If you're a taxpayer who's in deep water with the IRS, the taxing authorities may go one step further than a lien and put a levy on your property or your bank account. A levy allows the IRS to legally seize your property or take money directly from a savings, checking, or retirement account in order to pay off your tax debt. They can also levy wages if the offender is an individual or confiscate equipment if it is a business. If you've received a notice from the IRS threatening a levy, you need to act now to have it removed before they confiscate your cash or belongings.
Call Benjamin Scott, CPA, LLC right now at 843-284-5548 and explain your situation to our Mount Pleasant, SC tax professionals or request a consultation through our website. We’ll help you figure out what to do next and will work tirelessly to get the levy removed and stop the threat of additional seizures.
The IRS can issue a Notice of Intent to Levy then contact your bank and freeze your bank account. After 21 days they will deduct enough money from your account to cover the tax debt. If they don’t receive the full amount the first time, they can come back multiple times as more money is deposited into your account.

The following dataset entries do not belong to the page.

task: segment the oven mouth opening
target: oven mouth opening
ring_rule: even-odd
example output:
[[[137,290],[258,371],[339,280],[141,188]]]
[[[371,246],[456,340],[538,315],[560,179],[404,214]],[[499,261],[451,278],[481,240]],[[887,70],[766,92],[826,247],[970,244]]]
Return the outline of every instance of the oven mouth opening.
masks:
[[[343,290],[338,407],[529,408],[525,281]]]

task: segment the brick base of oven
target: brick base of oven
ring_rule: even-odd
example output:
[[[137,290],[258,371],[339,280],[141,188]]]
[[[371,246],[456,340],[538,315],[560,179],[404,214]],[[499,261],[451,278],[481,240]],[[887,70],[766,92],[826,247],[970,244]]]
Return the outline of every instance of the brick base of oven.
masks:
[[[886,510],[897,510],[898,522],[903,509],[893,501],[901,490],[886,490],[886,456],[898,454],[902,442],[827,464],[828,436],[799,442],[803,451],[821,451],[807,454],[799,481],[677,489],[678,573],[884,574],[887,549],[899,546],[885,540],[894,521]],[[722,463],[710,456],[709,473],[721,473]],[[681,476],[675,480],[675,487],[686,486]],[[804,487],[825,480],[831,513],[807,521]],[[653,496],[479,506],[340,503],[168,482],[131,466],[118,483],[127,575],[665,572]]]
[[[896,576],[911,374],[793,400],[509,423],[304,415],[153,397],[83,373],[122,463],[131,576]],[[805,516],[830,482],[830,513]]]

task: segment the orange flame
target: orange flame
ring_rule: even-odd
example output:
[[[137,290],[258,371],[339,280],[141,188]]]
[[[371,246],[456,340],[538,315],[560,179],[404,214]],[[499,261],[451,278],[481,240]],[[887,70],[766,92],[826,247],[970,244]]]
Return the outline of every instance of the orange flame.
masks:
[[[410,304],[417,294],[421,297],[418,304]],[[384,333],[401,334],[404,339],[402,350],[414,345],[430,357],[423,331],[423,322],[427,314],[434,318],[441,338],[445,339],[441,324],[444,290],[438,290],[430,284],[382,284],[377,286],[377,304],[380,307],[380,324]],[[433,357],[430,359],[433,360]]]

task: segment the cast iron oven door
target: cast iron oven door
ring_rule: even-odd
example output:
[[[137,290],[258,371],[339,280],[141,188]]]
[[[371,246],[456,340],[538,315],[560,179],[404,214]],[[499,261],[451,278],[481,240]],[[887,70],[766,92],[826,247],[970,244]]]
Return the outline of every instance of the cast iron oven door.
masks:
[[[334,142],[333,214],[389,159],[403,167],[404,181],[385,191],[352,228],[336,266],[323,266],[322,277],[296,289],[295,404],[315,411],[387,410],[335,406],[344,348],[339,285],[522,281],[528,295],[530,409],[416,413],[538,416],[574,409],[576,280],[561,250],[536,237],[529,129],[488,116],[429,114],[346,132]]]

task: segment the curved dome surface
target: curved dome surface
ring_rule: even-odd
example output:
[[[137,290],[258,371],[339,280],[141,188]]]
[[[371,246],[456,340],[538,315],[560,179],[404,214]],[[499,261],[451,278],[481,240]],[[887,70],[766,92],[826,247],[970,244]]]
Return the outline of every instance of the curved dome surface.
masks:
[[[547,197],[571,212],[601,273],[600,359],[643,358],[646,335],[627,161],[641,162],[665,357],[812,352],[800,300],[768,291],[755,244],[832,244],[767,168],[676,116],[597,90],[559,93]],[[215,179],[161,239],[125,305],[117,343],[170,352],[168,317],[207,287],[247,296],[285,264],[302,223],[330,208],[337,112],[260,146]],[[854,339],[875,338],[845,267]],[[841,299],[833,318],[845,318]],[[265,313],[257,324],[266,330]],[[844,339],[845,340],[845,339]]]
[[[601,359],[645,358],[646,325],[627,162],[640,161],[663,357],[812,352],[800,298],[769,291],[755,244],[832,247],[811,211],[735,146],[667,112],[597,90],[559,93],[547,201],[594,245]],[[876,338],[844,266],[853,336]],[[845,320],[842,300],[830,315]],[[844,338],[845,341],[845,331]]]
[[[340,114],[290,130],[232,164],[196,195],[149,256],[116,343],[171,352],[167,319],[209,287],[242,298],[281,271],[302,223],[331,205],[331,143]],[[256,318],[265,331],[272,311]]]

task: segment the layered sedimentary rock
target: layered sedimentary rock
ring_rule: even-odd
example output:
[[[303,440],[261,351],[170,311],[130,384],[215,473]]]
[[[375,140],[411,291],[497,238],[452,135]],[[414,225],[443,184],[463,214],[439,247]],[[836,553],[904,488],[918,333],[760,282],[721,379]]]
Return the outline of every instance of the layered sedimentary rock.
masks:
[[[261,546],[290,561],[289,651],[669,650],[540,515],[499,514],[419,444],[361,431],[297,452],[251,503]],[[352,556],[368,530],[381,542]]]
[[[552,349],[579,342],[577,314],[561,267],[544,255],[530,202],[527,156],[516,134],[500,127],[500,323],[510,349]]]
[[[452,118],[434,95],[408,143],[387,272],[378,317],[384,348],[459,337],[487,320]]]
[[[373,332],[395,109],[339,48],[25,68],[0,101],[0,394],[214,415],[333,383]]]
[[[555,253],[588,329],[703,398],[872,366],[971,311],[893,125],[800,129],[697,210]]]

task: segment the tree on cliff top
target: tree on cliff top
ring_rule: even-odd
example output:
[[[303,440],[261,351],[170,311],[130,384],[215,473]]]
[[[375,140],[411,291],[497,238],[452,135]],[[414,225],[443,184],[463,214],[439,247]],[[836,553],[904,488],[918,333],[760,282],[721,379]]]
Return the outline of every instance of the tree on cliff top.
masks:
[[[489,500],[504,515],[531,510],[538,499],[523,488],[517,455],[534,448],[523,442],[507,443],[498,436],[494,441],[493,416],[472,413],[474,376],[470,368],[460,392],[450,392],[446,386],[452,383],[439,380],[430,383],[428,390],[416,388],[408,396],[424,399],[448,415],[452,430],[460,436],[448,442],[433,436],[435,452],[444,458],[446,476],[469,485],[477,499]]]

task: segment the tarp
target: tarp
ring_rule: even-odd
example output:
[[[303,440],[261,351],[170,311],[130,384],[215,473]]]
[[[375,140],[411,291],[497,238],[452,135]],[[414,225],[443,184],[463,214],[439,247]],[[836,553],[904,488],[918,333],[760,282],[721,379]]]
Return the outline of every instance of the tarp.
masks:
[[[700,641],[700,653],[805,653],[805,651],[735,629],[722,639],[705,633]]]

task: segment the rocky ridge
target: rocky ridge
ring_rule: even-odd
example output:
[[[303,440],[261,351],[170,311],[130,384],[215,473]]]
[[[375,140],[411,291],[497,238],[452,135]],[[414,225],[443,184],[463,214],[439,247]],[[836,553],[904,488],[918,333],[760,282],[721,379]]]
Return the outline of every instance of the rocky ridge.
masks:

The IRS can contact your employer to have a portion of your weekly paycheck deducted and put towards your tax debt. If your employer doesn't comply, the IRS will hold them liable for the amount that should have been removed from your check. So, if a wage garnishment is demanded, your employer has no choice but to cooperate.
The IRS is ruthless when it comes to property levies. Almost any kind of physical asset can be taken from a taxpayer and sold to satisfy their tax debt. This includes your car, boat, or even your home.
Think your retirement savings are safe? Think again. Pensions, profit sharing, stock bonus plans, and IRAs can all be levied by the IRS.